Landlords who own leasehold apartments in tower blocks are being urged to complete an official questionnaire or face being excluded from the protections afforded by the Building Safety Act (BSA).
This legislation, which became law in June 2022, is designed to protect innocent leaseholders “from the unfair burden of remediation costs to make their home safe”.
This followed the Grenfell Tower fire in 2017 and the ensuing scandal over the flammable cladding fitted to thousands of other apartment blocks in the past.
But the BSA separates leaseholders into ‘qualifying’ and ‘non-qualifying’, and the latter includes those with more than three properties.
This is because the government thinks portfolio landlords are wealthy enough to pay for work to their properties to make them safe while ‘qualifying leaseholders’ are to have the work paid for by the Government or their freeholder.

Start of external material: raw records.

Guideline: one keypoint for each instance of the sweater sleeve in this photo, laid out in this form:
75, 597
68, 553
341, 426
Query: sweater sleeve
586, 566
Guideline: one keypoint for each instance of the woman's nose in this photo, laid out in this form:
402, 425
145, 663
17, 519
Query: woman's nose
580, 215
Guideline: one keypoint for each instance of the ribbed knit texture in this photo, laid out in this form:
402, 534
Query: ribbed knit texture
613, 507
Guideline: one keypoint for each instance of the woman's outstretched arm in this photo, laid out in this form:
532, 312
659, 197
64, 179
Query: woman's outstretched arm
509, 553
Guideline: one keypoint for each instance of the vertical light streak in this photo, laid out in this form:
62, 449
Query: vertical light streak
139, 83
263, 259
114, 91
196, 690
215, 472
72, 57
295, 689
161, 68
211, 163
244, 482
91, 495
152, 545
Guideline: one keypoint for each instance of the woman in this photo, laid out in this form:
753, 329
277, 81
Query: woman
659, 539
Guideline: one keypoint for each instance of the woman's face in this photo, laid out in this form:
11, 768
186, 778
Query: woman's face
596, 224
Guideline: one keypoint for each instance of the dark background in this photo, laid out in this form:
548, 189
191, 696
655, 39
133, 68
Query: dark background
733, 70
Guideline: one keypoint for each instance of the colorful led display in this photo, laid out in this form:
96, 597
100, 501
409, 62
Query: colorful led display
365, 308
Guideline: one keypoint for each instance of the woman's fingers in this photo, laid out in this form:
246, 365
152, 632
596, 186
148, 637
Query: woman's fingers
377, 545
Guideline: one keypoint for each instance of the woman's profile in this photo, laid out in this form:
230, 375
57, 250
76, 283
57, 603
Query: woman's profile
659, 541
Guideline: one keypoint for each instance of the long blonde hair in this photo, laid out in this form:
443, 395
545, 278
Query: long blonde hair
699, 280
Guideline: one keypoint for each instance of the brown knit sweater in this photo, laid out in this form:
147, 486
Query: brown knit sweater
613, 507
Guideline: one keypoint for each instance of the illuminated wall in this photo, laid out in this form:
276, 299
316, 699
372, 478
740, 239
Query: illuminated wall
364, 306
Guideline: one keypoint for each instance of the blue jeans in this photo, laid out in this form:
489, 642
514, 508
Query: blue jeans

But there is a grey area within the BSA that may cost some leasehold-owning landlords dearly.
A landlord who individually owns up to three properties (including their own home) will be ‘qualifying’ under the BSA as would a couple who own their principal home jointly and two rental properties each individually.
But if the same couple owned their own home and THREE other properties (or more) in joint names they would be 'non-qualifying' and would be excluded from any protections under the BSA for any leasehold properties that were not their main home.
One regional group, the Birmingham Leaseholder Action Group (BrumLAG), has revealed that a Government consultation on this issue has received very few submissions and is urging that owners, most of whom are landlords, do so before the consultation ends this Friday (5th April).
The group points out that 75% of leasehold properties in the Midlands are rented out and therefore thousands of landlords who own their properties jointly could soon face huge remediation bills unless they persuade the Government otherwise.
“This situation has been raised many times in parliament and in the House of Lords and now the government is considering taking action,” says BrumLAG. “But this action is totally dependent on the responses to their consultation document.”
The consultation document explains why: “The government is continuing to monitor the impacts of the current protections and has been made aware of a perceived issue in the qualifying criteria for the protections, for people who own their principal home jointly, and additional properties jointly.
“But the department does not have any data on the number of leaseholders this issue is impacting.
“As part of the policy development, this call for evidence seeks to understand the scale of the issue, and to consider whether any changes could be proposed by the government.”